Just about 50 years ago, a headline jolted George Bodem when he picked up his Minneapolis Morning Tribune: "43 DIE IN NWA JET CRASH."

The Feb. 13, 1963, front page featured photos of six of the eight Minneapolis-based crew members who died when their plane crashed 42 miles southwest of Miami's airport, breaking apart as it flew into a storm over the Everglades.

The black and white image of 25-year-old flight attendant Virginia Lee Younkin didn't reflect her cobalt-blue eyes. But 50 years later, those eyes still haunt Bodem.

Seven summers earlier, back home from Dartmouth College, Bodem had stopped by the soda fountain at Clancy Drug at the corner of 50th and Halifax in Edina, where Younkin worked at the time and grabbed his attention immediately.

"It was one of those moments -- bam!" he recalled.

They dated a few times -- nothing too serious -- as Younkin's charismatic beauty landed her the title of Miss Edina. She rode as royalty in the Aquatennial parade and was named the queen of something called the Gopher State Timing Association hot rod and custom car show.

Younkin, known as Lee, majored in Spanish at the University of Minnesota and planned to use her language skills in government work.

The daughter of a Honeywell executive, she lived in a Richfield apartment after her father was transferred to Dallas. After the crash, her parents requested no memorials or flowers.

"Just like that," Bodem said, "it was as if her life was thrown away."

By the time of the crash, he was climbing the academic ladder as an organic chemist and was engaged to his wife, Mary. They'll celebrate their 50th anniversary in 2014, and have two grown kids and a couple of grandchildren. George spent 25 years as a chemist in the Kodak Research Lab in Rochester, N.Y., working on dyes and instant photography.

After retirement, he and Mary returned to south Minneapolis. When he stops by the Starbucks near where Clancy's once stood, he flashes back to Younkin. He remembers going up to her door at 49th and Maple near where the US Bank now stands.

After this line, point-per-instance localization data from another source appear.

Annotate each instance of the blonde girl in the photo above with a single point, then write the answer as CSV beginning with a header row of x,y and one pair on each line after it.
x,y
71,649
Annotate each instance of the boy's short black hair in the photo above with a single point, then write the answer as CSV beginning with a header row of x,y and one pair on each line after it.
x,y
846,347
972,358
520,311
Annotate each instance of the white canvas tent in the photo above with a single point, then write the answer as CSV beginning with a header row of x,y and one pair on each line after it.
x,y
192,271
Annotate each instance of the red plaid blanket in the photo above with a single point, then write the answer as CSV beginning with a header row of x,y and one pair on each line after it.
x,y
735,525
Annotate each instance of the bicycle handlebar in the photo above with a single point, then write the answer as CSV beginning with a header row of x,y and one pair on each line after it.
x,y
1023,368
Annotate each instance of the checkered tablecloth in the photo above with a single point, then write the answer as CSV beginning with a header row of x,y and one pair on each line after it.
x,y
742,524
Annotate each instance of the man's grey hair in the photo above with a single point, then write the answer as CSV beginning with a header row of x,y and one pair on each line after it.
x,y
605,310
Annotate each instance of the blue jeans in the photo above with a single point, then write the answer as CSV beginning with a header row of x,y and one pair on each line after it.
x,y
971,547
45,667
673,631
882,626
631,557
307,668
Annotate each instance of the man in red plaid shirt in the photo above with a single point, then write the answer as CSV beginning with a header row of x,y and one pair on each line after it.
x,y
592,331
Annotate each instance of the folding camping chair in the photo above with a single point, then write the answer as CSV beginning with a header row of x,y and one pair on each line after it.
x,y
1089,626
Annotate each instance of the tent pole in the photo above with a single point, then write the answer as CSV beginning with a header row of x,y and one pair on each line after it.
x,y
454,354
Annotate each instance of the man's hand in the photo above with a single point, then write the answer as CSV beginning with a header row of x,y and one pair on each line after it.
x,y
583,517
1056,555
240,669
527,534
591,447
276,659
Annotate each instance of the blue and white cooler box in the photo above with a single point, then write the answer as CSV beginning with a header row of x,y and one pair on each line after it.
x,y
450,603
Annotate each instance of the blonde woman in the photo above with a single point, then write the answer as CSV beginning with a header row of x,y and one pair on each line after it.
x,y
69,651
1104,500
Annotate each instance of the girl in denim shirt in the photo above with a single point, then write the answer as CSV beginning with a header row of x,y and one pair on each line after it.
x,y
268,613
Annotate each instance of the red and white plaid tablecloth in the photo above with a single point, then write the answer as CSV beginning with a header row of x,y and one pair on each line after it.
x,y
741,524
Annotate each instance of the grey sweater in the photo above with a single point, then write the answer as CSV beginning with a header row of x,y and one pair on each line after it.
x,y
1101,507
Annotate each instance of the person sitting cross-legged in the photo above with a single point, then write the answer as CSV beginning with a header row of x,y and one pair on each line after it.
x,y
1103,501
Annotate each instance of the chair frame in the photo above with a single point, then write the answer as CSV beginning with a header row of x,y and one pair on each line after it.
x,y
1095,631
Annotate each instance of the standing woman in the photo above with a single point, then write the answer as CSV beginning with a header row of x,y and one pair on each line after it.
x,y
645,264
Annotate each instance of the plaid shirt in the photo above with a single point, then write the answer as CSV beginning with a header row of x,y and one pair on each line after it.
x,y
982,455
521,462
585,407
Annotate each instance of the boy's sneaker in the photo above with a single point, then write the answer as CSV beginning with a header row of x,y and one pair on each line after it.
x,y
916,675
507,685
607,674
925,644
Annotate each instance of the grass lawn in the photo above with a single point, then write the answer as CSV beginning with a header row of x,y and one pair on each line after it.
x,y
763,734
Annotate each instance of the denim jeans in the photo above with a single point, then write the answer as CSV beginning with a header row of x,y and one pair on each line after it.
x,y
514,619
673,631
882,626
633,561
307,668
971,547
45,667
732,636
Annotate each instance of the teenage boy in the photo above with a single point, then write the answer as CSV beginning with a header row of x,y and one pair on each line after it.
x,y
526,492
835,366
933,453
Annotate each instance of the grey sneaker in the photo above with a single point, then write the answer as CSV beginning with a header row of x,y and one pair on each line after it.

With the 50th anniversary of her death approaching, Bodem has found a blog about Northwest Flight 705 -- www.tinyurl.com/flight705 -- prepared by family members of one of the victims. He's traded e-mails with some of Younkin's 1954 high school classmates from Monrovia, Calif. He's collected some newspaper clippings about Younkin and the crash, which prompted the airline industry to upgrade cockpit instruments and radar equipment. Safer procedures were developed for pilots flying into storms and turbulence.

One newspaper blogger at the Sun Sentinel in Florida, called it an "air disaster worth remembering" (tinyurl.com/47yztru).

Bodem couldn't agree more. On the 50th anniversary, he'll remember his vivacious friend Lee's blue eyes.